All in all, the process of a new language is difficult at any time in your life, and it has been rocky for this 27-year-old. But I am optimistic! I do not need to give college commencement in Croatian, I just need enough to get around to enjoy our time in the Balkans.

Later, I want to check in with you all to share how my learning has progressed! Maybe I will even embarrass myself by sharing a video of me saying a few things. We shall see.

Okay, now you can toast me:

Here's to learning new tricks and diving into the croatian culture by learning their language.

Cheers.

Love you all,

Morgan

P.S. I know our posts so far have been the build up to moving, but sign up for newsletter alerts to follow along as we move and live abroad!


Nerd Alert: The 20 Hours Principles

Here are Josh Kaufman's principles in The First 20 Hours:

  1. Choose a lovable project.
  2. Focus your energy on the one skill at a time.
  3. Define your target performance level.
  4. Deconstruct the skill into sub-skills.
  5. Obtain critical tools.
  6. Eliminate barriers to practice.
  7. Make dedicated time for practice.
  8. Create fast feedback loops.
  9. Practice by the clock in short bursts.
  10. Emphasize quantity and speed.

Okay, so I planned these principles based on my desired skill: Croatian.

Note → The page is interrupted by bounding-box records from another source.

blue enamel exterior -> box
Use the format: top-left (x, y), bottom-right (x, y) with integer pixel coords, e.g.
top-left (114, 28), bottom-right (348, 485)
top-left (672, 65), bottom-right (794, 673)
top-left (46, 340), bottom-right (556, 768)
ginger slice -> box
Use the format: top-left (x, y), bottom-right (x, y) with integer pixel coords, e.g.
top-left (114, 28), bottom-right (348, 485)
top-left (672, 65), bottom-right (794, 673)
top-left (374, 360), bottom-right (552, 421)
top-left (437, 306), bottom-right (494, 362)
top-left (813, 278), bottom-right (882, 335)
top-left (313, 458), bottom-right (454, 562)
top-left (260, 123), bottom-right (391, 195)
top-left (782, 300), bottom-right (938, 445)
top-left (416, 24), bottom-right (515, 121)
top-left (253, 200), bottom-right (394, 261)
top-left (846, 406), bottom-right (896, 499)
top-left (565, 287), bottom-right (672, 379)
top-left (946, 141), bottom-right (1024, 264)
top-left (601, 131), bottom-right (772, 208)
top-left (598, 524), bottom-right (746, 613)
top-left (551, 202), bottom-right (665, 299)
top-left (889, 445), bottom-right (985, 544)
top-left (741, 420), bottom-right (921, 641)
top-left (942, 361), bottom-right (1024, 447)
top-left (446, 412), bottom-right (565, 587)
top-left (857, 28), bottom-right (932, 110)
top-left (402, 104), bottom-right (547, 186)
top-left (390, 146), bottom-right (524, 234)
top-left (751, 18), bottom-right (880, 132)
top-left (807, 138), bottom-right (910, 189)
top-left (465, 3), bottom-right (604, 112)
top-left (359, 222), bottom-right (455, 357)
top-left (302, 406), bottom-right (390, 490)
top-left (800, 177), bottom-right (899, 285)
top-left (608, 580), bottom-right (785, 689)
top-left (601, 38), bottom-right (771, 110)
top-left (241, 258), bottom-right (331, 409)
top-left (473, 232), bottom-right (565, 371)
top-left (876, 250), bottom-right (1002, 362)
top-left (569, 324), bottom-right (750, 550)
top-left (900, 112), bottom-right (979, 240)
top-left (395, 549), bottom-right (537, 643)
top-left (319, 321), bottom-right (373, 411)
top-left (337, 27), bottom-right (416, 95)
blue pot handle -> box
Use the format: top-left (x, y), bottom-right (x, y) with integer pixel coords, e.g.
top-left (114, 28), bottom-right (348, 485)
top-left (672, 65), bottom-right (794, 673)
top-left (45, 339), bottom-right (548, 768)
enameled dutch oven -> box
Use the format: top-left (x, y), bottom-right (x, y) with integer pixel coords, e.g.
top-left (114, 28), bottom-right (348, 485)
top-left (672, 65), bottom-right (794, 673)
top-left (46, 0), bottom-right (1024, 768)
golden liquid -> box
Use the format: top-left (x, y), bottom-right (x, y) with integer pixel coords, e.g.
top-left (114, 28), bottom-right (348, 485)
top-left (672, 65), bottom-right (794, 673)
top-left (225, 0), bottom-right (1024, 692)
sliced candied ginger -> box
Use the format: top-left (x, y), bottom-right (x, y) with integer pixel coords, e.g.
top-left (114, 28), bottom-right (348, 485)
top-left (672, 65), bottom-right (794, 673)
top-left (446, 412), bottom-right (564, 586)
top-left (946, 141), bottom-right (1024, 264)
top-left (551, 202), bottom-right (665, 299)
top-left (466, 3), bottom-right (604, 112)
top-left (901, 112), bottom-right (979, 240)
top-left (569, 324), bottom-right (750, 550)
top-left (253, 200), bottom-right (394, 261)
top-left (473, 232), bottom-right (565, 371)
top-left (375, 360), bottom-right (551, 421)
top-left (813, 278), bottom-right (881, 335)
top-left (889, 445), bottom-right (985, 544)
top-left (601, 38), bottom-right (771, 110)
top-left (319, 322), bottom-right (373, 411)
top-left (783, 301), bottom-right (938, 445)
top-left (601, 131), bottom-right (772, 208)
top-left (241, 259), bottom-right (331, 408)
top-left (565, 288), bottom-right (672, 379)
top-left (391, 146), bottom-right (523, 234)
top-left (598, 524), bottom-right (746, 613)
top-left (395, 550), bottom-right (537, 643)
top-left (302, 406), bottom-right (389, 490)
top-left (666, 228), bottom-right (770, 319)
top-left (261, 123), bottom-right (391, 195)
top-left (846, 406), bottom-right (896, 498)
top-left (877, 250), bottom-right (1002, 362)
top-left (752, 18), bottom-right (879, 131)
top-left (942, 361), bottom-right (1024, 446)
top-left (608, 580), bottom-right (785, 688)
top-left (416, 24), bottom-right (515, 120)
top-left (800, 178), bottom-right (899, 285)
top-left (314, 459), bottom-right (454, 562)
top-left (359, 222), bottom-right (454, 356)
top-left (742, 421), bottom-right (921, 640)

  1. Learn Croatian (lovable because I want to make the most of our time in Croatia!).
  2. Well, this is the only new thing I am learning right now...
  3. I want to speak as well as a toddler. Shoot for the stars, folks.
  4. Sub-skills: speaking, reading and writing.
  5. Gathered Croatian apps, saved Croatian videos on YouTube, text books from the hubs, the hubs (he is a tool in this case HAHA), existing worksheets online.
  6. The barriers to practice (besides a full-time job) are my leisure activities which include TV, social media and more TV in the evening.
  7. Spend at least 30 minutes each day on learning and practicing.
  8. Check answer keys, compare definitions, ask the hubs for confirmation.
  9. Watch the clock for start time to ensure I know when the 30 minutes start.
  10. Learn 50 new words or phrases a week.

I dare you to use these principles to learn a new skill! After this, I am going to use them to learn either tennis or golf.